Насчет AWS Lambda, то для нее нужно будет выставить Environment переменные со следующими ключами:
- aws_s3_bucket_name — Опция которая позваляет задать имя для AWS S3 бакета (т.е где будут лежать ваши CSV файлы).
- elasticsearch_url — Далавляем УРЛ ElasticSearch-а.

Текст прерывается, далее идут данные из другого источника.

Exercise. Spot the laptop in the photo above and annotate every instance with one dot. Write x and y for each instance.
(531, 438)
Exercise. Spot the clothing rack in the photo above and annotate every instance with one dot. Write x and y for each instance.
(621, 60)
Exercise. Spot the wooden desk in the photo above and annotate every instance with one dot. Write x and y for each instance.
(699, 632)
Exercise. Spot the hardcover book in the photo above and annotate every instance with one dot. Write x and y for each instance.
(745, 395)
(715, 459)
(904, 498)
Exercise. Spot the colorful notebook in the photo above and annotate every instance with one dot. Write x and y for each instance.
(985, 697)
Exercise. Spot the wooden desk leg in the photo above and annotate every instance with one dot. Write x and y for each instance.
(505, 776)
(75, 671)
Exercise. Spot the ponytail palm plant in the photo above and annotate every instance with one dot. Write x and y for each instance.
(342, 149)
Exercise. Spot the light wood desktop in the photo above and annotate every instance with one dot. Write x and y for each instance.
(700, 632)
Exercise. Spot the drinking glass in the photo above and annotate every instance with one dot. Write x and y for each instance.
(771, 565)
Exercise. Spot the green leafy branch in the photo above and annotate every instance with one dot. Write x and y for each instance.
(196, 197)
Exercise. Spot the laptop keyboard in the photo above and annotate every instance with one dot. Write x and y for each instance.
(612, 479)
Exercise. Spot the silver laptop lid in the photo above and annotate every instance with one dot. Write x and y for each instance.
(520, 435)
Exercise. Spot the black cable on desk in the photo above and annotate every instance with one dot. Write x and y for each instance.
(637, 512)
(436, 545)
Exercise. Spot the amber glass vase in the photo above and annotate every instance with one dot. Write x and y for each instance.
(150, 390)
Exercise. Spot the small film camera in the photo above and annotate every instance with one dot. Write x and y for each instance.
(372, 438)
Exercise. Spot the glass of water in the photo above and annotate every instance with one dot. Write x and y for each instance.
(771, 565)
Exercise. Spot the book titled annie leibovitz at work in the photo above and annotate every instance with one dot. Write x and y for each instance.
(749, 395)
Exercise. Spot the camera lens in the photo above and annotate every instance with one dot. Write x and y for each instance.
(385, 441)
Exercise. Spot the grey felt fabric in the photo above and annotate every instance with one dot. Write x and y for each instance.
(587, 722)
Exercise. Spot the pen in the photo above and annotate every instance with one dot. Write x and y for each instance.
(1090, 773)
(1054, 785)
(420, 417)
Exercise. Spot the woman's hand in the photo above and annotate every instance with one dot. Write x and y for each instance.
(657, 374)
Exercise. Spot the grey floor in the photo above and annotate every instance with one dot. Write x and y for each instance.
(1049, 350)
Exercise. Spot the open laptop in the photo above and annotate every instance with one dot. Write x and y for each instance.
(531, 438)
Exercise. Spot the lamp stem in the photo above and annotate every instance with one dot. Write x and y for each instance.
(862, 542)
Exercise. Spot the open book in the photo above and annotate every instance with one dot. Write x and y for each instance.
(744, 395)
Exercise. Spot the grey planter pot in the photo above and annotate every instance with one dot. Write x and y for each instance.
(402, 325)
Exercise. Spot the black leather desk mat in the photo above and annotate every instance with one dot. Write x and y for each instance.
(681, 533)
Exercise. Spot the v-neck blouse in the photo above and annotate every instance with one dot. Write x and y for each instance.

Например — «localhost:9200».
- boto3_client — Клиент для подключения, например — S3.
- aws_region — Выставляем AWS регион, например: us-east-1.
- aws_profile_name — Профиль для подключения и получения ресурсов с AWS. Например — default.
- aws_role_name — Если не выставлен aws_profile_name, то нужно выставить aws_role_name для использования ресурсов в AWS.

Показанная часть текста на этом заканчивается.